Originally, the Bill of Rights applied only to the federal government. Then during the 1900s, the Supreme Court began applying (or "incorporating") most of the Bill of Rights to the states through the Fourteenth Amendment. Before that time, the Supreme Court had held back in 1876, and again in 1886, that the Second Amendment does not apply to the states. But it never had an occasion to revisit the Second Amendment during the 1900s incorporation cases. It also did not need to do so last year in the Heller case because Washington, D.C. is a federal enclave, not a state, and is therefore directly controlled by the Bill of Rights.

As recently as 1997 the Supreme Court reiterated that even old precedents from the High Court bind all lower courts. The Seventh Circuit appropriately noted the Supreme Court's instructions, and concluded that questions about whether the Second Amendment is incorporated, "are for the [Supreme Court's] Justices rather than a court of appeals." In other words, they recognized that after last year's Heller case the Supreme Court appeared ready to incorporate the Second Amendment, but the Seventh Circuit considered their hands tied on the issue. They essentially have tossed the case up to the Supreme Court.

Contrast the Seventh Circuit's opinion with Sotomayor's Maloney case from the Second Circuit. This week the Seventh Circuit devoted nine pages to its analysis. The Ninth Circuit, which held in April that the Second Amendment is incorporated to the states, devoted 12 pages to its analysis.

Sotomayor's Second Circuit devoted merely a single paragraph to the issue. The opinion does not even note that there has been a century of Supreme Court cases--15 cases, to be exact--incorporating various Bill of Rights provisions to the states. It simply embraced the 1886 Supreme Court case on the issue, said the Second Amendment does not apply whatsoever to the states, and then dropped the issue without further discussion.

Well-crafted judicial opinions lay out legal rules with clear reasoning to interpret the Constitution and provide guidance to other courts. The Second Circuit was the first appeals court after the Heller decision to consider whether the Second Amendment applies to the states. To routinely discard such an important question with a single paragraph is simply stunning.

Now this issue may become the single hottest issue in Sotomayor's confirmation hearings, because one of these cases--most likely NRA v.
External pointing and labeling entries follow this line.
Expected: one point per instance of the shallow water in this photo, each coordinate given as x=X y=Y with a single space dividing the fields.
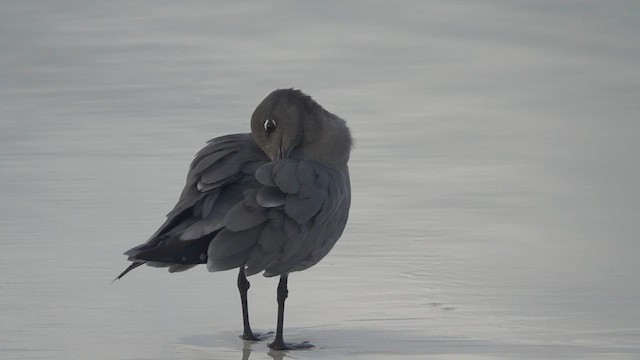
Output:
x=494 y=176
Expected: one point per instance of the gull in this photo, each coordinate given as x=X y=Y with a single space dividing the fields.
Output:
x=275 y=200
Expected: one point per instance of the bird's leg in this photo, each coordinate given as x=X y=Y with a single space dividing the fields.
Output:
x=243 y=287
x=283 y=292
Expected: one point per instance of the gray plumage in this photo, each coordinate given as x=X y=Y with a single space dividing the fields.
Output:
x=274 y=202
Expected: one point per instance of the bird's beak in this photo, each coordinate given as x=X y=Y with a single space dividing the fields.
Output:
x=281 y=153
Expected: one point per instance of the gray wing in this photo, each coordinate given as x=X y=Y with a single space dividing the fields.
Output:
x=217 y=179
x=288 y=223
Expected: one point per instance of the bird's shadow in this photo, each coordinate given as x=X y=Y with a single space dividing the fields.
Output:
x=332 y=341
x=228 y=340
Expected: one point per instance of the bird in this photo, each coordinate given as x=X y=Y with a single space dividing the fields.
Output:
x=274 y=200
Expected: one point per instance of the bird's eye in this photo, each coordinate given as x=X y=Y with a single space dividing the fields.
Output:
x=269 y=125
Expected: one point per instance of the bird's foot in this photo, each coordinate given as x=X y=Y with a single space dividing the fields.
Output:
x=280 y=345
x=255 y=336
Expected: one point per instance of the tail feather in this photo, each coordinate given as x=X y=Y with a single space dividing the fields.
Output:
x=131 y=267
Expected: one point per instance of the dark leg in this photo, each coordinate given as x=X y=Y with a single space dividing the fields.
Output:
x=283 y=292
x=243 y=286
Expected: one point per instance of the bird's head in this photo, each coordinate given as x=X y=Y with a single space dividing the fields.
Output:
x=290 y=124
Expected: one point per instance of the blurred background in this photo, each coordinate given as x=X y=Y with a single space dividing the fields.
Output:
x=495 y=176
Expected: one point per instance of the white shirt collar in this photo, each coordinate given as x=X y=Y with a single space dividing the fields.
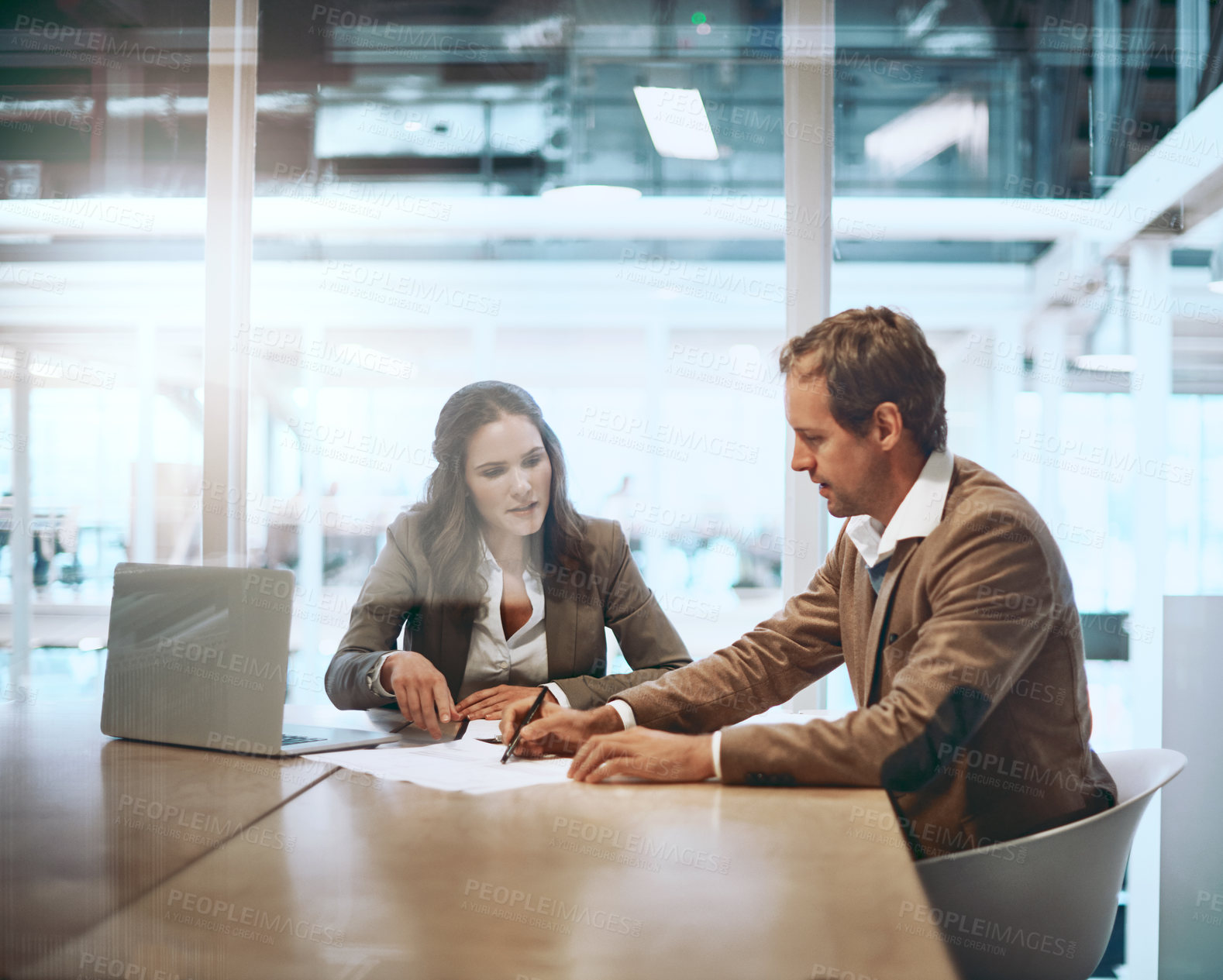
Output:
x=916 y=517
x=494 y=584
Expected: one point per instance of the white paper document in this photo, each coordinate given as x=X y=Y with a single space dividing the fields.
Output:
x=467 y=766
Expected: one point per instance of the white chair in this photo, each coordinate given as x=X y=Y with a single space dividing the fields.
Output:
x=1049 y=901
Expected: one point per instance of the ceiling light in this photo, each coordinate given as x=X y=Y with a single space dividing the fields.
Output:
x=591 y=194
x=1124 y=363
x=677 y=122
x=925 y=131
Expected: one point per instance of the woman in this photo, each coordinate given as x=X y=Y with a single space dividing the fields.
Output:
x=499 y=584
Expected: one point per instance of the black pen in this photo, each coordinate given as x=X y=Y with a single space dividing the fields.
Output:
x=524 y=724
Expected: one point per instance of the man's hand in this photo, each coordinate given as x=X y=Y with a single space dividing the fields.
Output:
x=645 y=754
x=492 y=703
x=420 y=688
x=556 y=730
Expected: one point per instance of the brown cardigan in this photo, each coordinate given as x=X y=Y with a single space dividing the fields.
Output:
x=399 y=595
x=967 y=669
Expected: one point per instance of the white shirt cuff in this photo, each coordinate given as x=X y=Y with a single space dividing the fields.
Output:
x=625 y=711
x=376 y=679
x=558 y=694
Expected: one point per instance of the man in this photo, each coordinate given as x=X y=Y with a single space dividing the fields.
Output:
x=946 y=597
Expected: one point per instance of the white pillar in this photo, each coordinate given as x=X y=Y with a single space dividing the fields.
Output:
x=20 y=539
x=144 y=524
x=808 y=59
x=233 y=54
x=310 y=526
x=1151 y=345
x=1049 y=353
x=1005 y=383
Chicago--will almost certainly be going to the Supreme Court in the next 12 months. The NRA petitioned on Wednesday for the Supreme Court to take the case, and various groups are already lining up to support the petition.
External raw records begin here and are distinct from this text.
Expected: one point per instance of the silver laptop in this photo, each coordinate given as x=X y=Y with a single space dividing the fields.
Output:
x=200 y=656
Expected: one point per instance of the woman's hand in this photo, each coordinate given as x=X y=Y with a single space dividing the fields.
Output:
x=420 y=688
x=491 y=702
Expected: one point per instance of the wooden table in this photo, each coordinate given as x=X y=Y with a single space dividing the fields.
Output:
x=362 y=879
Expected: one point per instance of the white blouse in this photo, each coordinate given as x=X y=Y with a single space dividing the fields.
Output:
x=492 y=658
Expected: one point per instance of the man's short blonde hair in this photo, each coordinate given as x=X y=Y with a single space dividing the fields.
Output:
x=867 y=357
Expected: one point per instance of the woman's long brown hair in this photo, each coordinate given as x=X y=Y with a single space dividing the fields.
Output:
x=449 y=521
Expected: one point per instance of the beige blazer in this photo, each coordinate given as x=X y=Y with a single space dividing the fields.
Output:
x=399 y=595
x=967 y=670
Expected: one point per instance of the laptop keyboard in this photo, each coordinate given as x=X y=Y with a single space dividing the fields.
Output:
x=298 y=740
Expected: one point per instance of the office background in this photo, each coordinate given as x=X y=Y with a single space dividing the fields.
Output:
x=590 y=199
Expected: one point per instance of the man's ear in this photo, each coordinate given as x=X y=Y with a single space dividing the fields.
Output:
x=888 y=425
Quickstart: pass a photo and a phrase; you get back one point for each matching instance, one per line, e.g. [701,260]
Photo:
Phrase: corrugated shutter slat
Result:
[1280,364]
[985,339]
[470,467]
That means that whoever sits on the Court will decide this issue that is so important to millions of American voters. This already red-hot issue now becomes white-hot, as gun owners realize that the future of their Second Amendment rights is likely to get a second look from the nation's highest court. Ken Klukowski is a fellow and senior legal analyst with the American Civil Rights Union.